Troubleshooting Kaptain SDK

Kaptain SDK Troubleshooting Guide

Kubernetes resources created by Kaptain SDK

This section covers the resources created by the Kaptain Python SDK when building, training, tuning, and serving.

Building

The following are the Kubernetes resources created on the building model’s Docker image are:

Secret with Docker credentials for Docker registry authorization.
Secret with S3/Minio credentials.
Secret with a Docker registry certificate for secure communications with a Docker registry.
job.batch builds the image with a model training code and dependencies.

All the resources listed above are removed upon successful build completion or notebook cell interruption.

Training

The following are the Kubernetes resources created on model training:

Resources created by the build step if image rebuilding is needed.
Either a tfjob.kubeflow.org or pytorchjob.kubeflow.org for running a distributed training.

By default, training jobs are not removed after completion for troubleshooting purposes, unless the force_cleanup parameter of the Model.train() method or the KAPTAIN_SDK_FORCE_CLEANUP environment variable is set to True. All the resources listed above are removed upon notebook cell interruption.

Hyperparameter Tuning

The following are the Kubernetes resources created on model tuning:

Resources created by the build step if image rebuilding is needed.
experiment.kubeflow.org for orchestrating the tuning of either tfjobs.kubeflow.org or pytorchjobs.kubeflow.org.

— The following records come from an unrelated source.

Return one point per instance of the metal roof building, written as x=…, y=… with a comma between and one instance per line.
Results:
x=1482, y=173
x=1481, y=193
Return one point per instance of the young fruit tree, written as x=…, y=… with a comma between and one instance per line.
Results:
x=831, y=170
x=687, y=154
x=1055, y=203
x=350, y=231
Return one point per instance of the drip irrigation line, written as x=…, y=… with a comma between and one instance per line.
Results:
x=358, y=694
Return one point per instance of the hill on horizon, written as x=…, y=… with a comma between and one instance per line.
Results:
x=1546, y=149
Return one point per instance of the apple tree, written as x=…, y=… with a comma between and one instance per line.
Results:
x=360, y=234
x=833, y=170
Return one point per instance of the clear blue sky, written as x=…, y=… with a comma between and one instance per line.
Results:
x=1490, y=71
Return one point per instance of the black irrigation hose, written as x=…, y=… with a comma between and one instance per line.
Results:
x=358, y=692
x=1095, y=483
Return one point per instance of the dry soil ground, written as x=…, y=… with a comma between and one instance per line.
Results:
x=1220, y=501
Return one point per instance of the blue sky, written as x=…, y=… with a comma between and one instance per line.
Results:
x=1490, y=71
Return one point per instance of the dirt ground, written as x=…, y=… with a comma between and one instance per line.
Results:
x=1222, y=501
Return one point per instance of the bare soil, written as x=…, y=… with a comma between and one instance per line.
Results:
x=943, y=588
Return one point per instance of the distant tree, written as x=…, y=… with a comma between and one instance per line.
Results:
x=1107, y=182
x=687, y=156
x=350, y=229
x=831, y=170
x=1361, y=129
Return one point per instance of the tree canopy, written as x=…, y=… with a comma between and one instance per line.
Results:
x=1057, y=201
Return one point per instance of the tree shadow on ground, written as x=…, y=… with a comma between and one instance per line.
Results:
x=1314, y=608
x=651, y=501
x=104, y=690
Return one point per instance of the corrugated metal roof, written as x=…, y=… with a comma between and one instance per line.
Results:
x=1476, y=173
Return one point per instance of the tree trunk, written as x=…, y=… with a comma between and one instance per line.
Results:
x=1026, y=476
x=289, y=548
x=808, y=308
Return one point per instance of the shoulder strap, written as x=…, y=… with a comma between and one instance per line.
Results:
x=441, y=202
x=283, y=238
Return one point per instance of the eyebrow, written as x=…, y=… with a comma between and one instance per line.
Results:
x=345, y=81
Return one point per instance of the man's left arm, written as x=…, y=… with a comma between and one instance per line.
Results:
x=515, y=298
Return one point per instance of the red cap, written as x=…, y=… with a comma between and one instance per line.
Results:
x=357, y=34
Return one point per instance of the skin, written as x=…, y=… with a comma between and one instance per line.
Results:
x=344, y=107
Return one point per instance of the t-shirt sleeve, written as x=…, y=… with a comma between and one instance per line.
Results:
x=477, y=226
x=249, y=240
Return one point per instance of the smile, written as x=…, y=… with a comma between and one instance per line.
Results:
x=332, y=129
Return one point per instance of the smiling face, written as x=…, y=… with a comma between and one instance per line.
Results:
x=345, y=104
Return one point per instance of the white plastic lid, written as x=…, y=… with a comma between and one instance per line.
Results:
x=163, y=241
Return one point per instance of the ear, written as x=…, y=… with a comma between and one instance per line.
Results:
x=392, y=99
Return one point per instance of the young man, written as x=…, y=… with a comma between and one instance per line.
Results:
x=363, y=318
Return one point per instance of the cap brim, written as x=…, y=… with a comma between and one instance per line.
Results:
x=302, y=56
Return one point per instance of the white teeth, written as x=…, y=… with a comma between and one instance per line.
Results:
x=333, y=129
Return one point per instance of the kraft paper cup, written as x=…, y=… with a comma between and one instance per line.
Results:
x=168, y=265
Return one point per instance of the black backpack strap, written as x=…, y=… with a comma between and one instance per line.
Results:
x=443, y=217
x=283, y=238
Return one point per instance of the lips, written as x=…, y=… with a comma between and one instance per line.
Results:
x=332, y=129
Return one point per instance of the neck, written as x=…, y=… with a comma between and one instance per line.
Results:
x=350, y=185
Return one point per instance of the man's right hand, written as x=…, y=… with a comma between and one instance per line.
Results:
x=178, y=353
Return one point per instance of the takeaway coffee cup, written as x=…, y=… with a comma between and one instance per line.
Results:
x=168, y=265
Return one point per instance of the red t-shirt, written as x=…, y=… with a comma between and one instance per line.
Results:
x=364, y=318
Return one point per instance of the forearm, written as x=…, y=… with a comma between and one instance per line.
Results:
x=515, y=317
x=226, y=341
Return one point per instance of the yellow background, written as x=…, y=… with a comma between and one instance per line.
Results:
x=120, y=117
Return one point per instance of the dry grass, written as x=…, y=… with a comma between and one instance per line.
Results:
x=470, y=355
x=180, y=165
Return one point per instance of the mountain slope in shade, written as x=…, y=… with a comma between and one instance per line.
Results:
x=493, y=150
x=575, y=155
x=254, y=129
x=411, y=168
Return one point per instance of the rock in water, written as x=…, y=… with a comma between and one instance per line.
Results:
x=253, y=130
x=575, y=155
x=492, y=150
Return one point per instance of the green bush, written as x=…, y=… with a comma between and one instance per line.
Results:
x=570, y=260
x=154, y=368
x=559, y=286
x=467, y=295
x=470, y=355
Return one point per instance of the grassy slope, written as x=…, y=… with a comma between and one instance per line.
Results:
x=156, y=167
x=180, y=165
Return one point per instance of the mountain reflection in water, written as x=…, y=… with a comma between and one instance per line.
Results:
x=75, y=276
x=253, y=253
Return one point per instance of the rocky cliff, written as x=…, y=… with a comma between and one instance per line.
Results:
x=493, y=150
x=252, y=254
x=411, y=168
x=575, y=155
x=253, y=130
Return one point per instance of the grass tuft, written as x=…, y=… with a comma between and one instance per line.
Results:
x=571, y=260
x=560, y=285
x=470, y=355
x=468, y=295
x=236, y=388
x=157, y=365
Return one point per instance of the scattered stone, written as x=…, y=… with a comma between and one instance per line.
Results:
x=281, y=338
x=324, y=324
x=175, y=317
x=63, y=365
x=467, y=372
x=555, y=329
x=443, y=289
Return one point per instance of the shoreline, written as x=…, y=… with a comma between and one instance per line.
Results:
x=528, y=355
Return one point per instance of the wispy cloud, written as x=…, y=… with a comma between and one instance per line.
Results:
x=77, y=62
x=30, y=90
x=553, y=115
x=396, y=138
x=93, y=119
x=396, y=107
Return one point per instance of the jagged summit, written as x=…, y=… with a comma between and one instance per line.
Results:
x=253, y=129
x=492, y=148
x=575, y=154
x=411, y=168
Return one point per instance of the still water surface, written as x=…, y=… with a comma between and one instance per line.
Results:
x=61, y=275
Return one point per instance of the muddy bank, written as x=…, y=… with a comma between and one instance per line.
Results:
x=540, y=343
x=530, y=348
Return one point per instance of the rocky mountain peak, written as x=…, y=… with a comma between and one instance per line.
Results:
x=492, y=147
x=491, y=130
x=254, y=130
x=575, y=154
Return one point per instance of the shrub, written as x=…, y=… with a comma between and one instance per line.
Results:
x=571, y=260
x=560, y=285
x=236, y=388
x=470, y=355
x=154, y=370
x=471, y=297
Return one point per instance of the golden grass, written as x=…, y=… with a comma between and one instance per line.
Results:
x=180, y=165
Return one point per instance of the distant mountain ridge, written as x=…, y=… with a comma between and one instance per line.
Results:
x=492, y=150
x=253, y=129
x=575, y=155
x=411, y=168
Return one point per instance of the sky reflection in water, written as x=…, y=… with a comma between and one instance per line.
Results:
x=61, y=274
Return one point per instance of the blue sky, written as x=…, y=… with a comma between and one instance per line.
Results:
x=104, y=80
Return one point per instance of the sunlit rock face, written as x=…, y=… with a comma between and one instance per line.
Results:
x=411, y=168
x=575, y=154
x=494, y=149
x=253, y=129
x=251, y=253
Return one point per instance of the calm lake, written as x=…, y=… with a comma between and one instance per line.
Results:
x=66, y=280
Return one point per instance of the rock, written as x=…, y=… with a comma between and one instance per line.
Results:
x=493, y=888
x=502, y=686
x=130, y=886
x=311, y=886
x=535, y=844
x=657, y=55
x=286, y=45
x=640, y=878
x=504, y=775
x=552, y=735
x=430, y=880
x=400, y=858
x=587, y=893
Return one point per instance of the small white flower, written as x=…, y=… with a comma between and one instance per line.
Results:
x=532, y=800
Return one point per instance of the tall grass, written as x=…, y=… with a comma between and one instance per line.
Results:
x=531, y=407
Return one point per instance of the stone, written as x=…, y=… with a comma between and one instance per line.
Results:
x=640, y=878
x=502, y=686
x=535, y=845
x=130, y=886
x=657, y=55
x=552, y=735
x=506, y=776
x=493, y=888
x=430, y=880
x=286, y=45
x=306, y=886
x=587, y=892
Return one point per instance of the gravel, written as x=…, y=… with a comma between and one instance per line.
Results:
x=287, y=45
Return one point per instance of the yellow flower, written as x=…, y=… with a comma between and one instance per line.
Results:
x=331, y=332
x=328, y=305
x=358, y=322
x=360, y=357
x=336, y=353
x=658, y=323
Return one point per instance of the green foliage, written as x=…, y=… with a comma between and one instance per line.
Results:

If the delete_experiment flag is set to True in the Model.tune() function, the experiment.kubeflow.org will be cleaned up on successful completion of the tuning step. All the created resources listed above are removed upon notebook cell interruption.

Serving

The serving machine learning models is implemented by KFServing, which is the component responsible for model serving over HTTP(s) and relies on Knative Serving. When a model is deployed to serving, KFServing creates a set of Knative resources such as Service, Route, and Revision. There is always one Knative Service per model deployment. However, the number of Revisions can grow with time because every new deployment, for example a new model version with a new image name, has its Revision. When a new Revision is deployed, the older one scales the associated deployment to zero replicas and keeps it.

The following are the Kubernetes resources created on model deployment:

Secret with S3/Minio credentials to access MinIO bucket with a stored model.
Knative resources: service.serving.knative.dev, route.serving.knative.dev and revision.serving.knative.dev.
Inference service serving.kubeflow.org/InferenceService.

The Secret with S3/Minio credentials will be removed on successful completion or cell interruption. All created the resources listed above are removed upon notebook cell interruption.